The complexity of the phenomena involved in the storage units to be developed as part of this project requires the development of numerical prediction models (detailed CFD) for the melting-solidification processes, including convective heat exchanges which can be natural or mixed. These models subsequently need fine validation on experimental test benches at both local and global levels. Therefore, a dual numerical and experimental approach is concurrently employed in this project. The storage modules developed involve various coupled physical phenomena (single-phase conduction and convection, conduction and convection with phase change), and a detailed modeling of these heat transfer modes will be performed using CFD-type numerical tools to accurately describe the transfer mechanisms at the local level.

Thermo-fluidic experiments (local and global) will be developed to validate the various numerical models and characterize the performance of the selected phase change materials (PCM) (thermo-fluidic visualizations, thermometry, thermo-physical characterization of materials, thermal cycling tests). Emphasis will be placed on the use of advanced quantitative techniques such as particle image velocimetry (PIV) on both the heat transfer fluid side and the PCM side to access velocity fields (both in natural convection within the PCM and forced convection in the heat transfer fluid), enabling the qualification of the developed numerical models.

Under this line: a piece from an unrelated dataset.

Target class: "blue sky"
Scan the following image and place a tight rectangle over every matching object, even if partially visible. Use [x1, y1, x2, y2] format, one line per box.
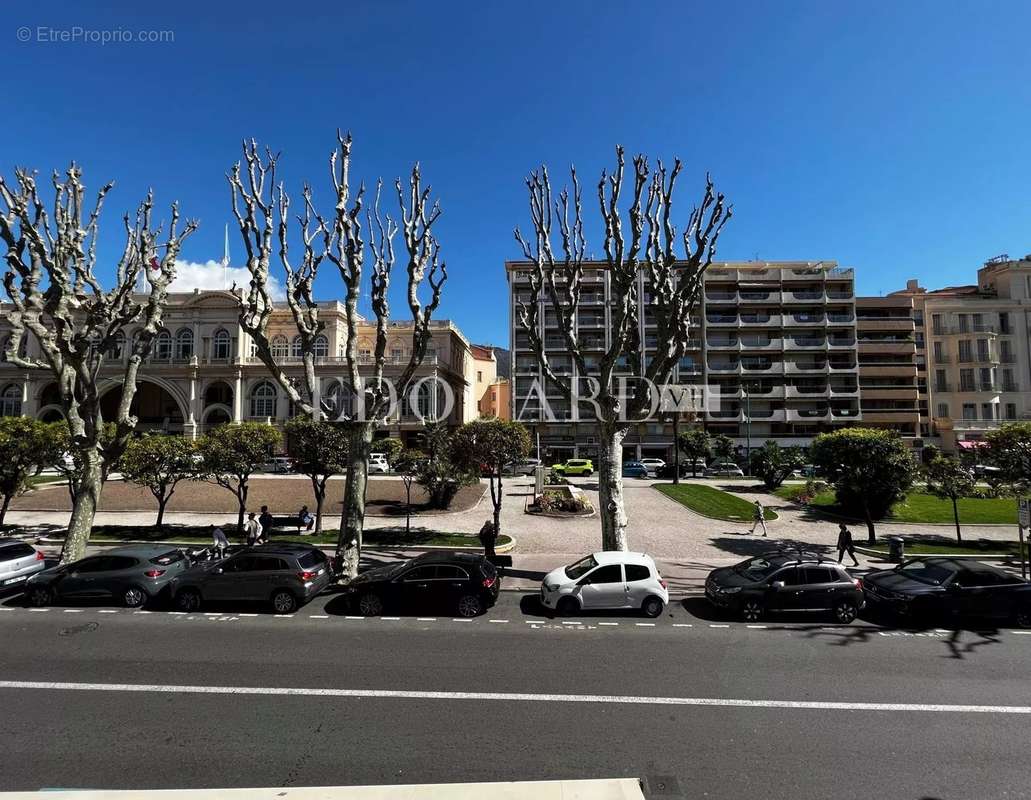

The numerical tools implemented in this project, coupled with these experiments, will allow for the prototyping and development of flexible and durable waste heat recovery modules in the temperature range of 70°C to 180°C.

IMT Nord Europe is one of the largest engineering schools north of Paris. Its goal is to train the engineers of tomorrow, mastering both digital technologies and industrial know-how. Ideally located at the crossroads of Europe, 1 hour from Paris, 30 minutes from Brussels, and 1.5 hours from London, IMT Nord Europe aims to become a major player in the great industrial, digital, and environmental transformations of the 21st century by combining, both in its teachings and research, engineering sciences and digital technologies.

As a school under the supervision of the Ministry of Economy and Finance and a school of the Institut Mines Télécom, IMT Nord Europe has three main missions: to train responsible engineers capable of solving the great challenges of the 21st century; to conduct research leading to high value-added innovations; and to support the development of regions, notably by facilitating innovation and the creation of businesses.

Located on two main teaching and research sites, in Lille and Douai, IMT Nord Europe relies on more than 20,000 square meters of laboratory space to develop high-level teaching and excellence in research in the following fields:

• Digital Science and Technology
• Processes for Industry and Services
• Energy and Environment
• Advanced Materials and Processes applied to polymers, composites, and civil engineering.

This research project developed by IMT Nord Europe is carried out with the financial support of the National Research Agency as part of the ANR RECLASSIF 2024 project established by the national network of engineering schools of the Institut Mines Télécom (IMT) and the Ecole Nationale des Arts et Métiers (ENSAM).

APPLICANT PROFILE :

The position is suitable for a candidate holding or preparing for a Master's degree / engineering degree and possessing skills in one or more of the following areas: Fluid Mechanics / Energetics / Thermodynamics.

The main skills required for the proposed research project are as follows:

• Numerical modeling and thermo-fluidic simulation
• Thermo-fluidic experimentation through local and global approaches
• Scientific rigor and strong writing skills
• Proficiency in English for dissemination of work (publications, scientific communications)

Knowledge of one or more of the following software tools would be appreciated: Star CCM+, ANSYS-FLUENT, and equivalents.